Der Podemos-Abgeordnete Lopes de Uralde fuhr mit dem Fahrrad vor. Rita Bescansa von Podemos brachte ihr Baby Diego samt Kinderwagen mit, und hievte das Gefährt über die Treppen des Plenarsaals. Die Podemos-Kollegen herzten und busselten den Säugling quer durch die Abgeordnetenbänke. Zwischendurch gab Mama die Brust. Diskrete Hinweise einiger PP-Abgeordneter, dass es im Kongresspalast auch einen Wickelraum mit Betreuung gebe, ignorierte Bescansa. Es sei an der Zeit das alltägliche Leben auf der Straße in die Parlamente zu tragen.

Mehrere Abgeordnete mussten Leibesvisitationen über sich ergehen lassen. Später entschuldigten sich die Sicherheitskräfte, man habe nicht gewusst, dass es sich um Kongressmitglieder gehandelt habe. Abgeordnete, die in Jeans und T-Shirt auflaufen, kennt man bisher nicht im Kongresspalast. Und die Gesichter schon gar nicht, denn 62 Prozent der Abgeordneten sind neu.

Verfassungseid frei nach Podemos

Auch beim Eid auf die Verfassung erlaubten sich die Podemos-Abgeordneten ungewohnte Freiheiten: „Ich verspreche die Verfassung zu achten, daraufhin zu arbeiten sie zu ändern und die staatlichen Institutionen für das Volk wiederherzustellen. Niemals wieder ein Land, ohne seine Bürger.“

„Das war ein Riesenspaß“ meinte der Sozialist Rafael Simancas nach der ersten Sitzung des neuen Kongresses.
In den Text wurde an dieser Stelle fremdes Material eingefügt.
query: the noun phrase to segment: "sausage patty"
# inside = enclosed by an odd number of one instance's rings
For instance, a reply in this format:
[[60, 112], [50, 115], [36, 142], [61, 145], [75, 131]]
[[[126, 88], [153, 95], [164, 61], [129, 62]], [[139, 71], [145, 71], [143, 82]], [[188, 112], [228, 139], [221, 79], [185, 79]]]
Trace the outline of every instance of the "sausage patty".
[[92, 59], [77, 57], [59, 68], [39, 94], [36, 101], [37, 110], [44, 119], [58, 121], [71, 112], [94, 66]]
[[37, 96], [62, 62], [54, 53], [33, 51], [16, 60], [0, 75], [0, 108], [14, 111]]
Trotz allem wurden am ersten Tag die Fäustlinge ausgepackt und harte Politik gemacht.

Sozialist ist Kongresspräsident

Der baskische Sozialist Patxi Lopez wurde zum neuen Kongresspräsidenten gewählt. Darauf hatten sich zuvor Ciudadanos, Sozialisten und die PP geeinigt. Ciudadanos-Chef Albert Rivera hat den Deal vermittelt. Podemos-Vorsitzender Pablo Iglesias wirft PSOE-Führer Pedro Sanchez vor, durch den Handel mit der Partido Popular, die eigenen Wähler verraten zu haben. Sanchez verteidigt sich, er habe ausschließlich mit Ciudadanos verhandelt, nicht mit der Volkspartei.

Krach zwischen PSOE und Podemos

Kein Mitglied von Podemos wird, wie von den Newcomern gefordert, am sogenannten Kongresstisch sitzen, der die Kongressarbeit koordiniert. Sattdessen haben die Sozialisten einen ihrer Plätze an ein Mitglied der baskischen Partei PNV abgetreten.
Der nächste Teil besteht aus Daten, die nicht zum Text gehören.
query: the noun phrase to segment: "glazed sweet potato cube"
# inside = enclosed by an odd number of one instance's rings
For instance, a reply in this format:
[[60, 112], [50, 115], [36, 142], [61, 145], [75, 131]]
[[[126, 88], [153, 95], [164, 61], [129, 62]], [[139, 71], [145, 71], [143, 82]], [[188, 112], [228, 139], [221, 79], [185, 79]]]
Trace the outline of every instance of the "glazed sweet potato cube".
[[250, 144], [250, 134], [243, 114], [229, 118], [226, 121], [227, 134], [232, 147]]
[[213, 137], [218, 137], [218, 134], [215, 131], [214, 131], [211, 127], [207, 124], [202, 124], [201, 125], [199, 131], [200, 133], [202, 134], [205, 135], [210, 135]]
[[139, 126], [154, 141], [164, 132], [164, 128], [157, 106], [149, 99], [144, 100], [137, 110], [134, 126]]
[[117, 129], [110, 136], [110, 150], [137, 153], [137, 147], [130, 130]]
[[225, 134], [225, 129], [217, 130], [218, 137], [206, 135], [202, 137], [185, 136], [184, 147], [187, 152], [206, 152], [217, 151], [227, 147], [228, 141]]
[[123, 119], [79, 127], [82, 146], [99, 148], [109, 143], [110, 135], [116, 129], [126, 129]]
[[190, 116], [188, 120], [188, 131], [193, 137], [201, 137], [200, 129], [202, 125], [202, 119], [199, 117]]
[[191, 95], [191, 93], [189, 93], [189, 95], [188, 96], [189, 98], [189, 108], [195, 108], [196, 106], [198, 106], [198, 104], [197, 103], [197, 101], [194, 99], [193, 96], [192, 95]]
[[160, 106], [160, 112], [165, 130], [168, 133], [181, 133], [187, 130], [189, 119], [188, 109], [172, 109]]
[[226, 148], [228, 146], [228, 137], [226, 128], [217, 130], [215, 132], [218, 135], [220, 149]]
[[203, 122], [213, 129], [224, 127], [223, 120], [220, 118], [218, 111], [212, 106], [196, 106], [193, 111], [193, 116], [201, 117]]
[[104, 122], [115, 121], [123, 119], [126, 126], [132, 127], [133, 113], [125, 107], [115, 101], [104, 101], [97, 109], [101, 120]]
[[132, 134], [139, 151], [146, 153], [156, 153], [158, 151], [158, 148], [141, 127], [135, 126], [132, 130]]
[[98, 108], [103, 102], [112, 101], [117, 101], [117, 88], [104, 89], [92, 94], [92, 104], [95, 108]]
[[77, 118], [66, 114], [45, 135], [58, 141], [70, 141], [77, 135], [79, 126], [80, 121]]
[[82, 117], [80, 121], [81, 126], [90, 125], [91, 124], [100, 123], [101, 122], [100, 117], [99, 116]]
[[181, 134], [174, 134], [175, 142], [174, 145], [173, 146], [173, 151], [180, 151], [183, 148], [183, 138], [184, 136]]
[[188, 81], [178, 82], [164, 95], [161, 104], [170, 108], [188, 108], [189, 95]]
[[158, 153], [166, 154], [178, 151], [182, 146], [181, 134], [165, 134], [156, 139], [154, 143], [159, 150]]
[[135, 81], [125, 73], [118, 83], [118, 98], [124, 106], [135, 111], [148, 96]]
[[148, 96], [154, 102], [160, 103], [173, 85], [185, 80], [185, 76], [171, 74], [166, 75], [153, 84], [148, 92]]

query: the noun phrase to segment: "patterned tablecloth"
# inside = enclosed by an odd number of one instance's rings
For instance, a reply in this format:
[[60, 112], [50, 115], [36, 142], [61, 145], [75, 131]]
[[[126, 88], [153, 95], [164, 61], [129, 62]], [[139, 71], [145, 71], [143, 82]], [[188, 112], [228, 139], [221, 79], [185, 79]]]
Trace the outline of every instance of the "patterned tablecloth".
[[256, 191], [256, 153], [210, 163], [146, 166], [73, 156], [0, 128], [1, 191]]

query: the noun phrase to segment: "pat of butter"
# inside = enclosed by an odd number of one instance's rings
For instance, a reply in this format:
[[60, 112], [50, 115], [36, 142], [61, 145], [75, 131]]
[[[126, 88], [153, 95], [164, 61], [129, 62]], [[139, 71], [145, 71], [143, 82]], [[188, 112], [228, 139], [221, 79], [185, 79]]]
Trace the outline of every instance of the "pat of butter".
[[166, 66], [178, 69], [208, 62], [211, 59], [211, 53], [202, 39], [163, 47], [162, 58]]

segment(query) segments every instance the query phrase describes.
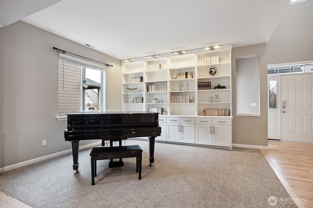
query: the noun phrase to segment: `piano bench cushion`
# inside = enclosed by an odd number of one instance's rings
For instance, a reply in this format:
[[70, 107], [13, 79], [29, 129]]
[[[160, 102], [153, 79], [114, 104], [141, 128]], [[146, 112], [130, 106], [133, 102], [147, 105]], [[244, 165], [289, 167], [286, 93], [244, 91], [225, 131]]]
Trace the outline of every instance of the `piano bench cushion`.
[[90, 153], [91, 162], [91, 185], [94, 185], [94, 176], [96, 176], [97, 160], [116, 158], [136, 157], [136, 172], [139, 172], [138, 179], [141, 179], [142, 150], [139, 145], [119, 147], [95, 147]]

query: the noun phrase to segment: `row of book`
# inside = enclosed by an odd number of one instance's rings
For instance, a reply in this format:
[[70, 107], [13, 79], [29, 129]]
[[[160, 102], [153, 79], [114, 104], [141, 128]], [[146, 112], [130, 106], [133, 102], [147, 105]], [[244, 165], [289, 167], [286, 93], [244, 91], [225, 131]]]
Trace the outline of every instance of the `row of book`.
[[176, 74], [176, 78], [178, 79], [191, 79], [195, 78], [194, 72], [180, 72]]
[[164, 84], [156, 84], [153, 85], [148, 86], [148, 93], [160, 93], [167, 91], [167, 85]]
[[163, 108], [150, 108], [149, 111], [150, 112], [158, 113], [160, 114], [161, 114], [163, 112]]
[[202, 115], [228, 116], [230, 115], [230, 110], [227, 109], [204, 109], [202, 112]]
[[142, 82], [143, 77], [140, 76], [132, 76], [131, 77], [131, 83]]
[[146, 71], [158, 70], [161, 69], [162, 65], [161, 64], [149, 64], [147, 65], [146, 67]]
[[171, 103], [189, 103], [192, 100], [192, 96], [190, 95], [171, 95], [170, 101]]
[[143, 97], [135, 97], [133, 100], [134, 103], [143, 103]]
[[220, 63], [220, 56], [218, 55], [204, 57], [204, 64], [214, 64], [219, 63]]
[[211, 90], [211, 82], [198, 83], [198, 90]]

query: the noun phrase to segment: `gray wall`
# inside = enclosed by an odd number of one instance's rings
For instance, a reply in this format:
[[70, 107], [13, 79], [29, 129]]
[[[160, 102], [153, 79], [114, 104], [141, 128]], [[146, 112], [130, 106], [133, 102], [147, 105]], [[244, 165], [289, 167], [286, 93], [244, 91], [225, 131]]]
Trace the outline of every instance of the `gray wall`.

Damit ist das Klima zwischen Podemos und der PSOE deutlich abgekühlt: „Wenn Jemand Knüppel zwischen die Beine einer politischen Wende geworfen hat, dann war das Sanchez“, so Iglesias. Denn Sanchez braucht Podemos für seine Investitur als Ministerpräsident. Iglesias müsse entscheiden, ob er mit seinem Votum eine PSOE- oder eine PP-Regierung unterstützen werde, konterte Sanchez. Bing, Ring frei für die nächste Runde.

Diego for president

Allen die Show gestohlen hat aber zweifelsohne der sechs Monate alte Diego. Und das, obwohl er nicht mal wahlberechtigt und schon gar kein gewähltes Kongressmitglied sei, findet "El Mundo". Die Reaktion der Spanier ist gespalten: Ein Baby im Kongress? Zumutung oder richtig so? Diego jedenfalls hätte es weit bringen können an dem Tag. Bei den Wahlen zum Kongresspräsidenten wählte ein Abgeordneter: Diego.